= Isatou Ceesay =

Gambian recycling activist

Isatou Ceesay (born 1972) is a Gambian activist and social entrepreneur, sometimes referred to as the Queen of Recycling. She initiated a recycling movement called One Plastic Bag in the Gambia. Through this movement, she has trained women in The Gambia to recycle plastic waste into sellable products, providing them with a source of income.

== Early years and education ==
Ceesay grew up on a farm in the small village of N’jau in Gambia. Following her father's death and due to social and economic constraints affecting women at the time, she was unable to complete a formal education and left school for financial reasons. She subsequently began making and selling toys from scraps of clothing and wood, which were sold locally.

Using her earnings and a small inheritance, Ceesay enrolled at the Gambia Technical Institute, where she trained as a secretary. She later participated in a U.S. Peace Corps program, through which she gained knowledge relevant to community-based development initiatives.

Career

Nearly twenty years later, Ceesay observed that even the main streets of N’jau were heavily affected by waste accumulation, including discarded plastics, tins, tires, household waste, and especially plastic bags, often surrounded by standing water that attracted malaria-carrying mosquitoes. Public spaces such as playgrounds, food markets, and animal feeding areas were located near these waste sites, with residents largely unaware of the associated health and environmental risks. As a result, the village experienced livestock deaths caused by the ingestion of plastic, as well as recurring outbreaks of malaria and other diseases, due to the absence of an organized waste disposal system beyond dumping refuse behind homes.

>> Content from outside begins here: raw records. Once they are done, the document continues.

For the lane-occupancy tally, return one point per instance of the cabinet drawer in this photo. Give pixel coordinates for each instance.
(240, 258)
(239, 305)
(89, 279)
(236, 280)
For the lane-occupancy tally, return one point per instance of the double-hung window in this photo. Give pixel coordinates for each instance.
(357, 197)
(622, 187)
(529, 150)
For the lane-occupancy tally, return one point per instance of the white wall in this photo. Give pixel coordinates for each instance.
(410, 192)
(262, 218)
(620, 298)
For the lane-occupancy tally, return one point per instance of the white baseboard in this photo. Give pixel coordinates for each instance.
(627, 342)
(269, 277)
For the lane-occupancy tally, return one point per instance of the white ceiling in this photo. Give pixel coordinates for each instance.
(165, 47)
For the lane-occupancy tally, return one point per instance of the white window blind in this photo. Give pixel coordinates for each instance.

In addition, economic hardship led some residents to burn plastic waste for cooking and warmth, further contributing to health and environmental concerns. These conditions prompted Ceesay to take action. Drawing on her experience with recycling and upcycling acquired through the Peace Corps, and working with a local women’s group, she developed a method of reusing plastic bags to create purses for sale. Participants collected, cleaned, and cut plastic bags into yarn-like strands, commonly referred to as “plarn,” which were then woven into small handbags. Approximately ten plastic bags were required to produce each item.

Despite these efforts, the initiative initially faced social resistance, as prevailing norms discouraged women from engaging in income-generating work outside the household, and participants were criticized for collecting waste materials. Doubts were also raised regarding the women’s ability to manage the project. Nevertheless, Ceesay transported the products to a nearby city, where the first batch sold out, enabling the project to expand. The initiative began generating income for participating women, contributing to household financial stability, and ultimately led to the establishment of the N’jau Recycling and Income Generation Group (NRIGG).

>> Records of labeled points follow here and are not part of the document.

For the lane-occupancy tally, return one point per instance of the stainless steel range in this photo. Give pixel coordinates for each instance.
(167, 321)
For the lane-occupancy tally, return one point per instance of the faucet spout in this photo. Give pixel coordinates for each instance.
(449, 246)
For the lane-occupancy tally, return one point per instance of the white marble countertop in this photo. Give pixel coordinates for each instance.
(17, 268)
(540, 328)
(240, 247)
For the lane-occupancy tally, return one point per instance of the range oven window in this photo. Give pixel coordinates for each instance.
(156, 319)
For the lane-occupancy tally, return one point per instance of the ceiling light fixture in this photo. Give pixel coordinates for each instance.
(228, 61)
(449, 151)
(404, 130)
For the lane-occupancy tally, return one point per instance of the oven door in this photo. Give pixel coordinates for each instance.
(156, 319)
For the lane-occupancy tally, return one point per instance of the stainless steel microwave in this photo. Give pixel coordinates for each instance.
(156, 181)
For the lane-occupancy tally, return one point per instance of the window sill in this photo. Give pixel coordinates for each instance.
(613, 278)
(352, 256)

Ceesay continued to support the group’s development by assisting members with financial literacy, including opening bank accounts, and by establishing a skills center in N’jau focused on vocational, professional, and life skills training. The center and its operating model have since expanded, producing a range of goods from different types of waste, including compost, jewelry, beads, armchairs, and stools, and selling products in larger markets, including the United States.

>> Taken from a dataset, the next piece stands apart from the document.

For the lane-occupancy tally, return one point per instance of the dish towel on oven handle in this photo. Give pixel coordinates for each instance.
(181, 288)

The project was later formally recognized as a community-based organization in The Gambia under the name NRIGG. As of recent reports, Ceesay works with more than 11,000 people, and NRIGG operates in four communities across The Gambia.

== Awards and recognition ==
- In 2012, Ceesay was honored with the International Alliance for Women Difference Maker Award in Washington, D.C., United States
- Her story was published in a book authored by Miranda Paul and Illustrated by Elizabeth Zunon
- Ceesay was recognized as one of the 100 Most Reputable Africans for 2025 by Reputable Poll International.